Firestorm, like all Second Life viewers, has a large number of configuration settings. One of the most widely misunderstood is named RenderVolumeLODFactor. It’s not at all uncommon for Second Life content creators to tell their users that this should be set as high as possible so their creations can be seen properly.
But what is this magic value, and what does it really do?
LOD stands for “level of detail”, which means in how fine detail the viewer will render an object. A higher LOD means that the viewer will show the object with greater detail than a lower one. A small object rendered at a lower LOD will be shown as a simpler shape; a higher LOD will be rendered more accurately.
Of course, it takes more work to render a complex object then a simpler one, and the higher the LOD required to render it correctly, the harder your computer and graphics card have to work. If there are many objects with high LOD in a scene, your computer will slow down.
The viewer manages this by determining the required LOD based, in part, on how far away you are from the object. A small, complex object 20 meters away can be rendered with a lower LOD, and you’ll never notice the difference, because it doesn’t take up enough space on your screen to show all that detail anyway. If you move yourself (or the camera) closer, the LOD will go up because the object appears larger, and the details will become visible.
RenderVolumeLODFactor controls how the viewer adjusts the LOD based on your distance from the object. It’s used in calculating the actual LOD. A higher value makes the viewer compute a higher LOD, and render objects with more detail, than a lower value would for any given object and distance.

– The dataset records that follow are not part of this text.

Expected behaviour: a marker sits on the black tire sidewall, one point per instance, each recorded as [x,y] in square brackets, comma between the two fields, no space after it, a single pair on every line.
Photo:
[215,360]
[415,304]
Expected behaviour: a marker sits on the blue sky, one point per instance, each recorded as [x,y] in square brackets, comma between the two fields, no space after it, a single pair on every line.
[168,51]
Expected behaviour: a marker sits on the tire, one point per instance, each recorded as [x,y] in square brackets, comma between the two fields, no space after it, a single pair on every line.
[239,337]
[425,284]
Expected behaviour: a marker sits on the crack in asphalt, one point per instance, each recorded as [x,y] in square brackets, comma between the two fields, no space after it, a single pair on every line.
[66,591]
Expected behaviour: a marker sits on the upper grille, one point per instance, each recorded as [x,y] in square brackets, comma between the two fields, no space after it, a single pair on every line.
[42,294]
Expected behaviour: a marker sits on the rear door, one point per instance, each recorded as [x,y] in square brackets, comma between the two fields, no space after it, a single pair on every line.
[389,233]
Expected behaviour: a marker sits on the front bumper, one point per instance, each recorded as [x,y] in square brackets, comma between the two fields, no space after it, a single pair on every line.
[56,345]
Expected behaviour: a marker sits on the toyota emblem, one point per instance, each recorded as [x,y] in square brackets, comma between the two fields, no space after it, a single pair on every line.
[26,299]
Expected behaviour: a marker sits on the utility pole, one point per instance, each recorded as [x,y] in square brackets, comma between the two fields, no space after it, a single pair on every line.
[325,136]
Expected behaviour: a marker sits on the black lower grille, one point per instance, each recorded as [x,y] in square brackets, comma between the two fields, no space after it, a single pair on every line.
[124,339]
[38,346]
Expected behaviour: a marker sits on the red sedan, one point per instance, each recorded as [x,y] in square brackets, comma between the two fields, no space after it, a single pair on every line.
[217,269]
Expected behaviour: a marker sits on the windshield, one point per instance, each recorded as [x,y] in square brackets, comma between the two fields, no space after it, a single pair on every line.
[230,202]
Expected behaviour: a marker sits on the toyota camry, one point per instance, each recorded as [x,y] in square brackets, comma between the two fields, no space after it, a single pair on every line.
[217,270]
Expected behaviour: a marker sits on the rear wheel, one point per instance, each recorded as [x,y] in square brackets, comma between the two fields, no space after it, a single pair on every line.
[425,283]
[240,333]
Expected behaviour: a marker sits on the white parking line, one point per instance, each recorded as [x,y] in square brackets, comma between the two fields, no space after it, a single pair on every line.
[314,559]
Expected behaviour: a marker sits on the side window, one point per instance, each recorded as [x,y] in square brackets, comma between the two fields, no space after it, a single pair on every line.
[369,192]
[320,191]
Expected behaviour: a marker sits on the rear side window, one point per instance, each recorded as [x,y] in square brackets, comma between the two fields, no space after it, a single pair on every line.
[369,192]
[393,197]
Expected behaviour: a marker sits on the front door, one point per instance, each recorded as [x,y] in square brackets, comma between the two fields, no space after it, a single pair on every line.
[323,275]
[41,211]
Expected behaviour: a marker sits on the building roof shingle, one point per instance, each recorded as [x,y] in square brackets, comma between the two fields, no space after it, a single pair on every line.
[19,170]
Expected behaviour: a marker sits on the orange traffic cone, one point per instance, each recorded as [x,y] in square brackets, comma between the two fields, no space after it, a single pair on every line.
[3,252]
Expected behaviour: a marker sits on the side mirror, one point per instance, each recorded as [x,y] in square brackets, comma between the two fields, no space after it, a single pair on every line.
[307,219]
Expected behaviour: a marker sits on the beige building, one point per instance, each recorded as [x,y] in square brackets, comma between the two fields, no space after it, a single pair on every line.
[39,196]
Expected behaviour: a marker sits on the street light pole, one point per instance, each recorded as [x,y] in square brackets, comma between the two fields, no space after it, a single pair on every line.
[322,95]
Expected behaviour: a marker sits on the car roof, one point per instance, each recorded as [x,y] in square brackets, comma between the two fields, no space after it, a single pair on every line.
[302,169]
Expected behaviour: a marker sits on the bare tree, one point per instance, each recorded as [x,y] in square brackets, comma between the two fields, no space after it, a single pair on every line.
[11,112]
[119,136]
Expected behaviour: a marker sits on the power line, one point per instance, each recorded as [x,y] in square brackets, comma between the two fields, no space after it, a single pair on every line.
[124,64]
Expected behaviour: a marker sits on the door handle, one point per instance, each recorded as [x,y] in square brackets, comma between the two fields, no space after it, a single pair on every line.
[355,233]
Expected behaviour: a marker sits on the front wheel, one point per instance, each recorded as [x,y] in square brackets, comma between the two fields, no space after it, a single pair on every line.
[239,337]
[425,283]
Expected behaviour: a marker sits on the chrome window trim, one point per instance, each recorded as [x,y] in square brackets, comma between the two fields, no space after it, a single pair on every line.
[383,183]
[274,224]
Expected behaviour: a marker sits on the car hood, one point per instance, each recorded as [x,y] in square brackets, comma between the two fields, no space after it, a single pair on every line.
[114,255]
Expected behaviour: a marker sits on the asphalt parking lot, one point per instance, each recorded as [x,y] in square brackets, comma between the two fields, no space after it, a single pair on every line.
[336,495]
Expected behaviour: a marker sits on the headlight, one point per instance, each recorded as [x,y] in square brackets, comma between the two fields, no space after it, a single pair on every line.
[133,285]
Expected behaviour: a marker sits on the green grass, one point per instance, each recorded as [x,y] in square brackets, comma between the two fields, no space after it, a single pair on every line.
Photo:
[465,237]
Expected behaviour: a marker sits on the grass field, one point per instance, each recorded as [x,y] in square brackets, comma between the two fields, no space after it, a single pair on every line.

Content creators love to set this value high, so that your viewer shows their creations with all of the details they build in. Some creators recommend numbers in the thousands. This is a very, very bad idea.
Because a higher value makes your computer work harder, raising it needlessly slows your computer down without really doing anything to make things look better. A detail that takes up a third of a pixel on your screen won’t be visible no matter ho high you set the LOD factor. Your computer will still do extra work trying to show it, though.
Not only that, but the calculation that uses the RenderVolumeLODFactor value gives a totally meaningless result for any factor above 10. It won’t crash the viewer, but it doesn’t help matters, and you’re still running the computer much too hard to no purpose.
For the past couple of years, Firestorm has enforced a limit of 8 on that value. We recommend no higher than 4, and will reset the value to 4 if it’s set higher than that. The next release will also give you a warning if you attempt to set it higher than 4.
If you’re doing high-quality photography, then you may wish to set your RenderVolumeLODFactor higher than 4. before you do so as a matter of habit, though, try it at 4 and see if it makes any visible difference. Chances are it won’t.
We hope that creators who tell their customers to use extremely high RenderVolumeLODFactor values will stop doing so. All they’re doing is showing they don’t understand how things work.